¿Y si el rey abdica para casarse con una extranjera divorciada?

Por Pascual Tamburri Bariain, 25 de septiembre de 2009.

La muerte de lady Di y la vida íntima de los Príncipes de Gales son palabras menores. La campanada la dio otro miembro de la familia, que rompió todas las reglas. Por amor, y no sólo.

José Miguel Romaña, Los Duques de Windsor. La pareja más enigmática y controvertida del siglo XX. Actas, Madrid, 2009. 340 pp. 28 €

La realeza está, por definición, encima de las vidas ordinarias. Una vez que esto se ha olvidado todo es posible, y la vida de las monarquías que han sobrevivido a los siglos XIX y XX dista mucho de ser fácil. España ha dado pruebas de todo tipo de estas dificultades de adaptación, desde Carlos IV hasta los hijos de Juan Carlos I. Pero el más famoso de los inadaptados, de los escandalosos y de los transgresores no es uno de nuestros personajes regios. Es, eso sí, un pariente cercano tanto de Don Juan Carlos como de Doña Sofía: el eterno príncipe de Gales, breve Eduardo VIII, largamente duque de Windsor.

Eduardo, conocido en su familia como David, fue el mayor de seis hermanos –originalmente los duques de York, de Gloucester y de Kent, así como la condesa de Harewood que murió sin descendencia y el príncipe John que murió en 1919 siendo aún niño- y cuando nació en 1894 aún vivía su bisabuela, la reina Victoria, al frente del mayor imperio en la historia de la humanidad. José Miguel Romaña, sin haber tenido acceso a fuentes originales para investigar la vida de este príncipe, presta cuidadosa atención a las consecuencias personales de este entorno. No es fácil nacer y ser educado desde la infancia sabiendo que uno va a ser rey y emperador.

El príncipe Eduardo, durante los reinados de su abuelo Eduardo VII y de su padre Jorge V, creció con la carga de su nombre. Inquieto, emocionalmente frágil, inteligente pero inadaptado para los esfuerzos académicos sistemáticos, Eduardo nació para reinar y fue tratado en consecuencia. Alemán por los cuatro costados, combatió en las trincheras de la Primera Guerra Mundial –aunque menos de cuanto habría querido, por ser su vida preciosa para el imperio en la mentalidad de la época- y compartió la decisión de su padre de romper los vínculos simbólicos con su país de origen. Nacido Sajonia-Coburgo-Gotha se convirtió entonces y ya para siempre en Windsor.

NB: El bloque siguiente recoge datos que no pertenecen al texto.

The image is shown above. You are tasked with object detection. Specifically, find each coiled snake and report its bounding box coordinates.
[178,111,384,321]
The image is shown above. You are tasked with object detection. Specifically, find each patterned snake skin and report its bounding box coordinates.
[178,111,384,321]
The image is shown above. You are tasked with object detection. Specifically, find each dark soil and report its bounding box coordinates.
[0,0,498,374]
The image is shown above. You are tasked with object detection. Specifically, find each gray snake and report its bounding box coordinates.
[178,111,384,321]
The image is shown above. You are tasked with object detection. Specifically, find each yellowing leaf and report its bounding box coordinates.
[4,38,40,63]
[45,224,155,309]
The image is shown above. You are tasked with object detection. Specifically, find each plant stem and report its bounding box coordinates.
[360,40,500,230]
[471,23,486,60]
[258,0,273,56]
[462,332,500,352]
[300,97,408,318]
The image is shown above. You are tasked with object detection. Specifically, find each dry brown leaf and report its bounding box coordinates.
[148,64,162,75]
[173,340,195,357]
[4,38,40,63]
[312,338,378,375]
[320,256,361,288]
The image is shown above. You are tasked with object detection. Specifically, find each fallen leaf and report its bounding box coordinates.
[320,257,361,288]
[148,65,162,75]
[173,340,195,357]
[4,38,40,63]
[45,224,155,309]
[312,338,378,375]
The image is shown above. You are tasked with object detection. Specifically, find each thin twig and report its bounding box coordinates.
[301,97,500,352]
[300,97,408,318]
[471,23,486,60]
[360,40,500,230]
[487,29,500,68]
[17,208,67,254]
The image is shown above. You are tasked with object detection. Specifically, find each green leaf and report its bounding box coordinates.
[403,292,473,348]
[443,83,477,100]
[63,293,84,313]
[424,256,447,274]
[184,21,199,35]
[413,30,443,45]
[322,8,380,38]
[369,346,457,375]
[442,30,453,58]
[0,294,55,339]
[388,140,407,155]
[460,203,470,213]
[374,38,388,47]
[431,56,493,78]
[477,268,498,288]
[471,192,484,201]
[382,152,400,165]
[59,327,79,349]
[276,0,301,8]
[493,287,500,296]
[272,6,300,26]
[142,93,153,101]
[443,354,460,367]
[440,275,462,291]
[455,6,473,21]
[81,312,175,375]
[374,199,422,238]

No fue más que una de las muchas contradicciones de una era contradictoria. La monarquía, desde siempre distante, prestigiosa, respetada y libre, se convirtió en el siglo XX en polémica. Carente constitucionalmente de poderes vio cómo progresivamente se le exigían más y más deberes sin ninguna contraprestación. Esto, que pudo ser molesto para un hombre de otro siglo como fue Jorge V, fue decididamente explosivo para un hombre con ideas propias como fue su hijo. El libro que Actas dedica a su biografía deja claro que sus problemas personales no fueron sino una parte del problema real: ¿qué sentido tiene una monarquía sólo simbólica en nuestro tiempo? ¿Se puede impedir al rey que tenga ideas propias o vida privada, como cualquiera de sus súbditos? ¿Y cómo mantener esa ficción, cómo compensar esa pérdida de libertad, cómo dar salida a las naturales inquietudes especialmente si el hombre es capaz?

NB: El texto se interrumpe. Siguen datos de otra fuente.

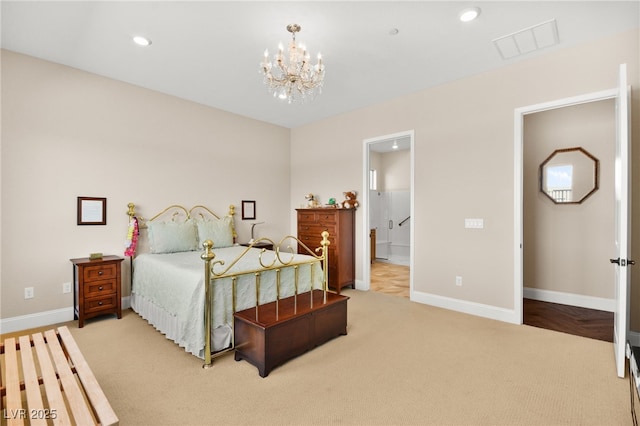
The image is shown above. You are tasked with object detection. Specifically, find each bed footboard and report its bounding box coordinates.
[201,231,333,369]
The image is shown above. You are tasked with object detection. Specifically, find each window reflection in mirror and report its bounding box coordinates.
[539,147,599,204]
[546,164,573,202]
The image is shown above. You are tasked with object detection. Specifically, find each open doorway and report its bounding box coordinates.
[515,64,631,377]
[522,99,615,342]
[362,131,414,299]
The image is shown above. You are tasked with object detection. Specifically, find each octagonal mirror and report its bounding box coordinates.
[539,147,599,204]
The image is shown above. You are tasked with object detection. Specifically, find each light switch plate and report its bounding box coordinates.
[465,218,484,229]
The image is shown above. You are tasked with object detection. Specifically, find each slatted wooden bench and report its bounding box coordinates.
[0,326,118,425]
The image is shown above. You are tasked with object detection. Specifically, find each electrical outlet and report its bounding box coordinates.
[455,276,463,286]
[63,282,72,294]
[24,287,34,299]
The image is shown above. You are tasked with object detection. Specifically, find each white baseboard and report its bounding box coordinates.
[523,287,615,312]
[409,288,622,333]
[0,296,131,334]
[411,290,519,324]
[0,308,74,334]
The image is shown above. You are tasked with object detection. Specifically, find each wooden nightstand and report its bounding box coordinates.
[70,256,123,328]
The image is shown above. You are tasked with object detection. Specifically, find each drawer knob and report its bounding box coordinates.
[98,286,103,291]
[98,270,103,275]
[98,301,103,305]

«Su Alteza Real, sabiendo tan poco de historia, seguirá creyendo siempre que en tanto realice sus deberes públicos para satisfacción de la prensa y del hombre de la calle, su vida privada es asunto enteramente suyo». La indignada opinión del secretario privado del príncipe de Gales, recogida por Romaña, fue la de muchos británicos de su época. Conservadores convencidos de la eternidad del Imperio y de la inmutabilidad de las cosas, reprocharon a Eduardo, primero como príncipe y después como rey, su amor por Wallis Simpson.

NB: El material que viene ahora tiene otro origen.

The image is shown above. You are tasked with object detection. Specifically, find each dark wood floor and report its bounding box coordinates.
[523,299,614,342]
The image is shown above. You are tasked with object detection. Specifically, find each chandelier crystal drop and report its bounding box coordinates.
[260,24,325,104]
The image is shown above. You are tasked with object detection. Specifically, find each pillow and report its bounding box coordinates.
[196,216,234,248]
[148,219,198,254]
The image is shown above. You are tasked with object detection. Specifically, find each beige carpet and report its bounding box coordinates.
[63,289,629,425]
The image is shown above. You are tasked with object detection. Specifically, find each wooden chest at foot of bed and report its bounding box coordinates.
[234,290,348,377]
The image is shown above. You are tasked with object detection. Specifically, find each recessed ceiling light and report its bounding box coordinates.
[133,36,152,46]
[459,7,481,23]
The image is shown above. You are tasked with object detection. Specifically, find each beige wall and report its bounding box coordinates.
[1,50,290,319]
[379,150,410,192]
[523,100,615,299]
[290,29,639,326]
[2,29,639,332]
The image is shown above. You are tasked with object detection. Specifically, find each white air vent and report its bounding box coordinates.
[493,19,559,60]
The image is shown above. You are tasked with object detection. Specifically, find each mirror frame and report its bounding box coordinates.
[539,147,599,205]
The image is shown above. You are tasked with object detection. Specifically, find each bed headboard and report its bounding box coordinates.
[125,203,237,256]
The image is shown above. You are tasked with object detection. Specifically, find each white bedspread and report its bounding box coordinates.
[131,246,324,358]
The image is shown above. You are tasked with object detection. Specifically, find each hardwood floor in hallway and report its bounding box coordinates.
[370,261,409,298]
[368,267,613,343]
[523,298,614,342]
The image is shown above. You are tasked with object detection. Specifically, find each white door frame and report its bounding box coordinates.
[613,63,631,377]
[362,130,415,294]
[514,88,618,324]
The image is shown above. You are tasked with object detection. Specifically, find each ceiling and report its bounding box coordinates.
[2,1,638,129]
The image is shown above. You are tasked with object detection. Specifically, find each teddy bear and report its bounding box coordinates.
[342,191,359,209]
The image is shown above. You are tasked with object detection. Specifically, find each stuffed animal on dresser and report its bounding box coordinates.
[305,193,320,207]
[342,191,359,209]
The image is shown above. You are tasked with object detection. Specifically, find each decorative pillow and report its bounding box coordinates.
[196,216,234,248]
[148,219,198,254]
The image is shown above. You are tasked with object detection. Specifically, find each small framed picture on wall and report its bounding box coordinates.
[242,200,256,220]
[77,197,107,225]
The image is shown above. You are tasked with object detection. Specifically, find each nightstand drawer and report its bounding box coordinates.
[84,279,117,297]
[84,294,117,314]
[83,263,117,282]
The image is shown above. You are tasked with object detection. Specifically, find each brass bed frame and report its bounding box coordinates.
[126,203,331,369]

La verdadera cuestión nunca fue que Eduardo pudiese o no amar a Wallis. El debate era sobre la conveniencia de guardar las formas del siglo anterior o de aceptar que se acercaban nuevos tiempos. Los defensores de una realeza fósil se aliaron con los enemigos de toda monarquía para negar la libertad al príncipe, en nombre de una hipocresía burguesa y puritana que nunca había sido la de sus libertinos antepasados. Otros, incluyendo a Winston Churchill pero también a sir Oswald Mosley, creyeron en un imperio renovador; fortalecido por el Estatuto de Westminster y con un rey joven como Eduardo a la cabeza. Era eso, y el futuro de la monarquía, lo que se debatía, mucho más que las cuestiones personales de la señora Simpson.

Eduardo eligió ser libre –con cierto toque de eterno adolescente- y no ser emperador de opereta. Acertó en su apuesta, porque el imperio no sobrevivió a la victoria en una guerra que él no había querido. La venganza de la historia radica en que los hijos y los nietos de su sobrina Isabel II están mucho más cerca de su modo de ver las cosas que de los prejuicios victorianos. Lo que muestra una monarquía viva, algo por cierto muy de envidiar y que merece la pena ser conocido a través de este libro de Actas.

Pascual Tamburri Bariain
El Semanal Digital, 25 de septiembre de 2009, sección «Libros».